Unfortunately, simply increasing the gain of the signal conditioning electronics used in connection with prior art nonattached monitoring transducers does not provide a satisfactory solution. Electrical background noise is amplified by the same amount as movement induced signals, and such amplified background noise may be falsely interpreted by the electronics as movement of an infant. Failure to distinguish electrical background noise from movement may falsely indicate that the infant is moving when no such movement has occurred, and may preclude activation of an alarm. This, of course, can be fatal to an infant experiencing apnea. On the other hand, reducing the gain to avoid detection of electrical background noise reduces the ability of the system to detect subdued breathing movements of an infant and results in false alarms. Such false alarms, often occurring in the middle of the night, further disrupt the lives of already worried parents.

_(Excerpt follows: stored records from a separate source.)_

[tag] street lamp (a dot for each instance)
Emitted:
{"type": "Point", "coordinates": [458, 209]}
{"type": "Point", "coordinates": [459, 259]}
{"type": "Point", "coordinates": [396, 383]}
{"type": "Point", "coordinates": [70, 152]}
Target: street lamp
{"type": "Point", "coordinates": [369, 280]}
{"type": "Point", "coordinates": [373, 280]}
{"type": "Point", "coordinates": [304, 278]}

One prior art device which attempts to overcome the problem of transducer element insensitivity resulting from enlarging the detection area to cover a reasonable size sleeping area is disclosed in U.S. Pat. No. 3,836,900 to Mansfield. Mansfield discloses a device which utilizes a number of layers of resilient resistor material arranged so that movement of one layer relative to a contiguous layer changes the contact resistance between layers. The sensor material in Mansfield is arranged in a parallel fashion to cover a normal size sleeping area. While that manner of paralleling the sensor material dampens the response of the transducer element, it has a much more significant and positive effect of increasing the signal amplitude being monitored. However, this method of enhancing the signal presents new problems associated with the edge effects of the sensor material. In other words, the relative movement between the layers of sensor material generates variable and unpredictable contact resistance. This causes undesirable spurious signals, which may be misinterpreted by the electronics as movement of a subject being monitored. As a consequence, the signal conditioning circuitry of Mansfield must include a means for reducing the amplification of the transducer element signal in order to suppress or attenuate those edge effects which result from the resilient material slowly returning to its predisturbed state. Such an attenuation control would have to be properly adjusted by the user according to the size and weight of the infant being monitored, because the magnitude of the edge effects is directly dependent upon these two factors. Too much attenuation results in false signals, and too little attenuation may prevent an apnea condition from being detected.